Buyers will have more clarity on the sustainability of the economy, rental projections, and limited competitive inventory deliveries, spurring them to be slightly more risk-on.”

Also supply-demand fundamentals may be better aligned as the year continues.

“Although in 2023 project completions far outweighed net absorption across the United States, it is our opinion that with construction starts dropping severely over the past 18 months, demand will outweigh new supply in 2024 and 2025,” Graham Sowden, Chief Investment Officer of RREAF says. “This will allow vacancy and rent trends to normalize over the next 18 to 24 months.”

Certain investors, meanwhile, are hunting for bargains and they are likely to find them in the multifamily space this year, Larry Connor, founder and managing partner of The Connor Group, tells GlobeSt.com.

“A significant number of properties will be hit with a valuation correction of 20% to 40%, causing many investors to run for the exits, but creating opportunity for other investors to come in and purchase properties at a discount,” Connor said.

“Even so, we see the number of properties being brought to market down 50% to 60% from a normal year.
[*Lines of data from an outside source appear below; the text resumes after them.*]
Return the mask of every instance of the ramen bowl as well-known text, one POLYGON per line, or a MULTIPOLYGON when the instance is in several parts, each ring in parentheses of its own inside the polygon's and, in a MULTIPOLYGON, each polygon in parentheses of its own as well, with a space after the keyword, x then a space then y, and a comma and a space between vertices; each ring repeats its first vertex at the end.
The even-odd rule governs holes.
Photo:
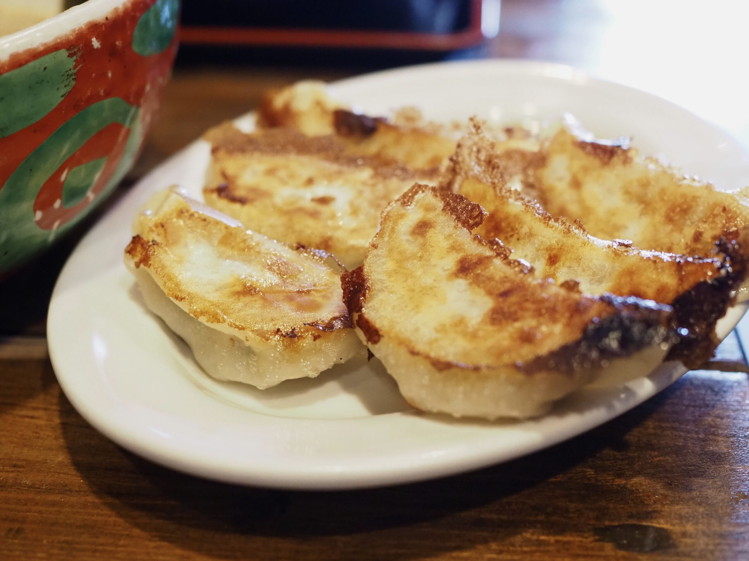
POLYGON ((179 0, 88 0, 0 37, 0 276, 68 233, 135 162, 179 0))

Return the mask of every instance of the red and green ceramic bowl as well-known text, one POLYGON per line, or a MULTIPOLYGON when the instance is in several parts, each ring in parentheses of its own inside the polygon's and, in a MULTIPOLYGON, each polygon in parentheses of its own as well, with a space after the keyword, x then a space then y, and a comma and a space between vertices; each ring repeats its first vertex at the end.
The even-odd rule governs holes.
POLYGON ((88 0, 0 37, 0 276, 127 173, 177 51, 179 0, 88 0))

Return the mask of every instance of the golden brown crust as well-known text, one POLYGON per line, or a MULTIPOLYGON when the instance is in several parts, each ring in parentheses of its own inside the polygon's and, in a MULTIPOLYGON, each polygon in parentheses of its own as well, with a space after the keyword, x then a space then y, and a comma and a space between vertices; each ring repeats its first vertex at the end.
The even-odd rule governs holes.
MULTIPOLYGON (((601 151, 596 155, 599 159, 629 157, 622 152, 623 141, 600 145, 616 153, 601 151)), ((505 177, 491 165, 497 156, 493 147, 489 139, 475 133, 461 140, 453 160, 452 188, 488 212, 476 233, 502 240, 516 257, 557 283, 580 283, 583 292, 591 294, 634 295, 673 305, 682 336, 670 356, 690 367, 709 358, 718 343, 715 324, 733 304, 731 295, 745 276, 744 260, 736 245, 723 246, 731 249, 730 254, 691 257, 643 251, 628 240, 612 243, 592 238, 579 221, 572 224, 554 218, 508 188, 505 177)))
POLYGON ((383 209, 433 174, 351 156, 336 137, 290 129, 244 134, 225 124, 206 138, 213 143, 208 204, 275 239, 332 253, 348 267, 363 260, 383 209))
POLYGON ((560 131, 534 165, 526 185, 552 215, 580 219, 598 238, 685 255, 709 255, 721 237, 749 227, 736 193, 590 136, 560 131))
POLYGON ((438 370, 521 373, 543 364, 565 373, 670 343, 668 306, 591 297, 536 278, 470 234, 475 222, 464 224, 446 198, 471 206, 422 186, 407 191, 383 215, 364 267, 344 276, 347 307, 370 343, 397 342, 438 370), (425 219, 434 227, 411 236, 412 224, 425 219), (457 301, 464 303, 449 304, 457 301))

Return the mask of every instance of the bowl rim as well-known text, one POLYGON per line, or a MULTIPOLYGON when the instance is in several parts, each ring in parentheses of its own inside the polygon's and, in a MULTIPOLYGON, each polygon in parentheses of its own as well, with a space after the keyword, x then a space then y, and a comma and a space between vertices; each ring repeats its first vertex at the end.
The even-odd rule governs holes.
POLYGON ((10 35, 0 37, 0 63, 16 52, 49 43, 133 0, 88 0, 10 35))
We expect to complete between $700 million and $800 million in acquisitions this year, compared to a typical year of $1 billion to $1.5 billion.”

Another example is Integra, which plans to deploy up to $150 million of equity over the next one to two years, strategically acquiring existing multifamily assets below replacement cost.

“Our focus extends to Southeast US markets with robust job and population growth, emphasizing value creation and strong cash flow opportunities,” Matt Scarola, Head of Multifamily Investments at Integra Investments tells GlobeSt.com. “As we target markets and submarkets with high short-term delivery forecasts, our approach remains grounded in recognizing complex trends of underlying job and population growth, ensuring a sustainable investment strategy.”

Brandon Polakoff, Principal and part of Avison Young’s Tri-State Investment Sales team, said in New York City, that he anticipates an increase in both sales volume and dollar volume, with the expectation we see a larger shift in the second half of the year.

“Still, significant appetite from private families/investors remains to park personal capital in the mid-market space (less debt) because NYC commercial real estate remains one of the top havens across the world,” Polakoff said.

“However, rate cuts are needed for everyone to fully jump in. At that point, we will likely achieve a herd mentality and the buyer/seller gap will narrow. This would be similar to the late summer/fall of 2021 surge coming out of COVID-19.”

James Nelson, Principal, Head of Tri-State Investment Sales, Capital Markets Group, Avison Young, said it’s important to bear in mind that the NYC 10-year average is $34.2B whereas 2023 was $9.69B.

“There should be some pent-up demand,” he said. “We could get to $15B pretty easily if there were some big-ticket sales that needed to transact.”